X‑ray Structures of Magnesium and Manganese Complexes with the N‑Terminal Domain of Calmodulin: Insights into the Mechanism and Specificity of Metal Ion Binding to an EF-Hand

Calmodulin (CaM), a member of the EF-hand superfamily, regulates many aspects of cell function by responding specifically to micromolar concentrations of Ca2+ in the presence of an ∼1000-fold higher concentration of cellular Mg2+. To explain the structural basis of metal ion binding specificity, we have determined the X-ray structures of the N-terminal domain of calmodulin (N-CaM) in complexes with Mg2+, Mn2+, and Zn2+. In contrast to Ca2+, which induces domain opening in CaM, octahedrally coordinated Mg2+ and Mn2+ stabilize the closed-domain, apo-like conformation, while tetrahedrally coordinated Zn2+ ions bind at the protein surface and do not compete with Ca2+. The relative positions of bound Mg2+ and Mn2+ within the EF-hand loops are similar to those of Ca2+; however, the Glu side chain at position 12 of the loop, whose bidentate interaction with Ca2+ is critical for domain opening, does not bind directly to either Mn2+ or Mg2+, and the vacant ligand position is occupied by a water molecule.

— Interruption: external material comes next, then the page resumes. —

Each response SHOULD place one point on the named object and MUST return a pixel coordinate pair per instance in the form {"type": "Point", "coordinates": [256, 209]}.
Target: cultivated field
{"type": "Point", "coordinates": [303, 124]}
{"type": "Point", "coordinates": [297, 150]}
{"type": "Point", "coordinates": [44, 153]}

We conclude that this critical interaction is prevented by specific stereochemical constraints imposed on the ligands by the EF-hand β-scaffold. The structures suggest that Mg2+ contributes to the switching off of calmodulin activity and possibly other EF-hand proteins at the resting levels of Ca2+. The Mg2+-bound N-CaM structure also provides a unique view of a transiently bound hydrated metal ion and suggests a role for the hydration water in the metal-induced conformational change.